Le site de [Localité 2] regroupe le siège de la société et une unité de production de sirops destinés à plusieurs canaux de distribution sous marque propre ou marques de distributeurs.
Début 2025, la société a été rachetée par le groupe Carlsberg. Elle emploie 318 salariés.
En raison de difficultés économiques, la société Teisseire a annoncé un important projet de réorganisation consistant à :
— arrêter les activités industrielles sur le site de [Localité 2], pour sous-traiter la production en France à la société Slaur-Sardet, entraînant la suppression de l’ensemble des postes « usine », soit 109 postes,
— la transformation de la direction commerciale, l’externalisation de la force de vente « GMS », et la réorganisation de la force de vente terrain « food service », entraînant la suppression de 71 postes, et la création de 11 postes,
— le redimensionnement des fonctions siège et support, entraînant la suppression de 25 postes et la création de 27 postes.
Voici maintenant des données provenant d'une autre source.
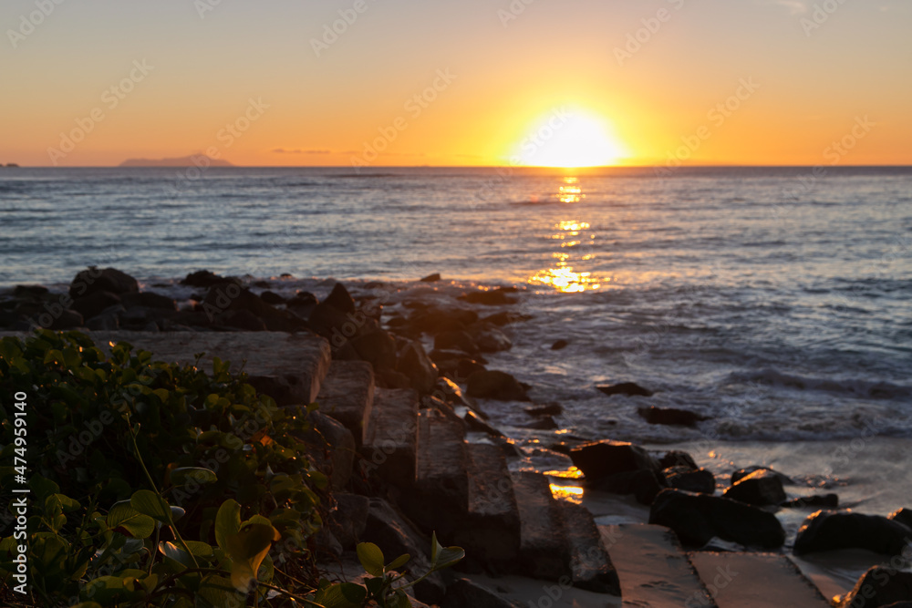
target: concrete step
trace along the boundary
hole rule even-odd
[[[620,596],[620,582],[605,549],[598,526],[586,507],[558,500],[570,545],[570,568],[575,587]]]
[[[519,509],[521,542],[518,573],[545,581],[570,580],[570,547],[560,505],[541,473],[512,474]]]
[[[520,520],[506,457],[499,446],[467,444],[469,517],[455,542],[468,555],[513,561],[519,553]]]
[[[378,388],[374,393],[361,454],[365,476],[378,474],[399,488],[415,483],[418,393],[410,388]]]
[[[688,561],[678,537],[664,526],[599,526],[631,608],[712,607],[713,603]],[[786,603],[783,606],[798,604]]]
[[[313,334],[284,332],[87,332],[96,345],[129,342],[152,353],[156,361],[193,364],[205,353],[201,368],[212,372],[214,357],[230,361],[232,372],[244,371],[250,384],[280,406],[313,403],[329,371],[329,343]]]
[[[403,506],[415,523],[450,537],[469,510],[465,428],[433,409],[418,417],[415,489]]]
[[[367,361],[333,361],[316,396],[320,411],[336,418],[364,445],[374,407],[374,368]]]
[[[719,608],[830,605],[785,555],[707,551],[689,557]]]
Ainsi, le projet présenté par la société Teisseire entraîne la suppression de 205 postes, dont la totalité de la production sur le site de [Localité 2], et la création de 38 postes, soit une suppression nette de 167 postes. La fermeture du site de production est programmée pour le mois d’avril 2026.
Ensuite de cette annonce, et de la convocation d’une réunion extraordinaire du Comité social et économique (CSE) fixée au 16 octobre 2025, un mouvement de grève reconductible a été déclenché à l’appel de la CGT, à compter du 9 octobre à 19 heures, provoquant, depuis cette date, l’arrêt total de la production de l’usine de [Localité 2].
Le CSE s’est réuni le 16 octobre 2025, initiant le processus d’information/consultation du CSE sur le plan de sauvegarde de l’emploi (PSE). La première réunion du processus légal s’est tenue le 27 octobre 2025. Le CSE a alors désigné un expert. Parallèlement des négociations se sont mises en place entre les salariés et la direction, qui n’ont à ce jour pas abouti.
Ces deux réunions ont été émaillées de divers incidents, les grévistes en perturbant la tenue et cherchant à occuper le site. Des plaintes ont été déposées par certains participants. Aucun salarié n’est alors présent dans la chaîne de production.
Le blocage du site s’est poursuivi, malgré une tentative de reprise de la production le 5 novembre 2025, laquelle a échoué, la direction décidant alors de placer l’ensemble des salariés en dispense d’activité rémunérée pour les journées des 5, 6 et 12 novembre 2025. Les jours suivants, et notamment le 17 novembre 2025, la reprise de la production n’a pas été possible en raison d’incidents graves (tirs d’engins explosifs) et de tensions sur le site. Les salariés ont de nouveau été placés en dispense d’activité rémunérée.
C’est dans ces conditions que, le 13 novembre 2025, la direction a convoqué une réunion extraordinaire du CSE, fixée au 19 novembre 2025 à 14h00, avec pour ordre du jour « point sur la production ».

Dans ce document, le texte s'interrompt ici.